O governador em exercício do Rio de Janeiro, Cláudio Castro regulamentou nesta quinta-feira (18), a Lei nº 9.182, que cria o primeiro sistema de alerta por telefone do país que busca solucionar desaparecimentos de crianças e adolescentes.

Segundo a Delegacia de Descoberta de Paradeiros, 4.545 pessoas entre 0 e 17 anos de idade desapareceram apenas na cidade do Rio de Janeiro em 2020. Deste total, mais de 96% dos casos foram solucionados. Para o governador, o Alerta Pri será mais uma ferramenta importante na elucidação desse tipo de crime.

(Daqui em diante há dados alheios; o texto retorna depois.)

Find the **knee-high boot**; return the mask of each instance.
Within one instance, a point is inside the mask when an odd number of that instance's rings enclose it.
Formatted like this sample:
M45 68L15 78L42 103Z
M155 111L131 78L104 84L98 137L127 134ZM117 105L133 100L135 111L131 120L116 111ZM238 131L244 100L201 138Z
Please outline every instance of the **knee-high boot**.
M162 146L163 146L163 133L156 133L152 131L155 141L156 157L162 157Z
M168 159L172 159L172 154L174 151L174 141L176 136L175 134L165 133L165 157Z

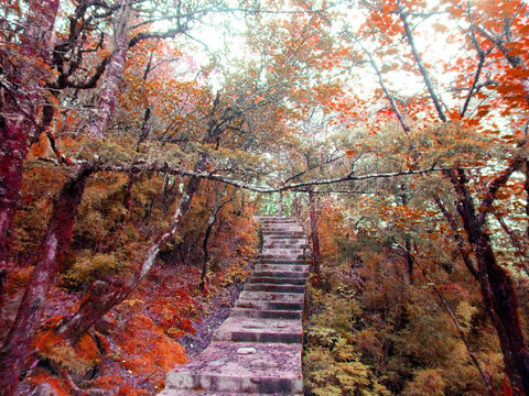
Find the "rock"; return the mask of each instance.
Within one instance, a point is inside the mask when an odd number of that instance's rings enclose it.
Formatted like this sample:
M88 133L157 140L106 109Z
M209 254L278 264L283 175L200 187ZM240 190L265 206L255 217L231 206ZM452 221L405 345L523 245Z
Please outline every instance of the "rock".
M35 391L33 391L32 396L60 396L57 391L46 382L42 382Z
M256 349L255 348L239 348L237 350L237 353L238 354L252 354L252 353L257 353Z

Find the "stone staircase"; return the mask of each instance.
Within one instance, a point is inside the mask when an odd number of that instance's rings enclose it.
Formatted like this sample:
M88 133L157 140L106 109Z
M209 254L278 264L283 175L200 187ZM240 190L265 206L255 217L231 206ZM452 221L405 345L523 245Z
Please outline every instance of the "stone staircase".
M291 218L259 218L260 261L230 316L198 356L168 374L159 396L302 395L306 238Z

Criado pela Secretaria de Desenvolvimento Social e Direitos Humanos, o “Alerta Pri” será usado pela Polícia Civil e torna obrigatória a divulgação de fotos e informações das vítimas pelas companhias de telefonia celular. O sistema ganha esse nome em homenageia Priscila Belfort, desaparecida há 17 anos.

“Nosso objetivo é aumentar o índice de solução de casos, além de reduzir esse tipo de crime no Estado. Não solucionar esses tristes casos é deixar uma ferida aberta. É preciso ter um fim para que haja um recomeço. O Alerta Pri vem ao encontro do que todos querem: o melhor para a segurança da população”, disse Castro.

A mensagem de urgência enviada pelo Alerta Pri vai conter o nome, a idade, as características físicas, o local de desaparecimento e todas as demais informações selecionadas pela Polícia Civil. O objetivo é agir rapidamente quando esse tipo de crime for registrado no sistema.

O Alerta Pri foi elaborado nos moldes do Alerta Amber, dos Estados Unidos, que também é utilizado em outros 27 países como ferramentas no combate ao desaparecimento de pessoas.

“Num estado onde desaparecem mais de 20 pessoas por dia, precisávamos de uma lei como essa. A divulgação, nas primeiras 24 horas, dos dados das criança ou adolescentes desaparecidos, aumentam as chances de localização”, disse o deputado Alexandre Knoploch (PSL), autor do projeto de lei.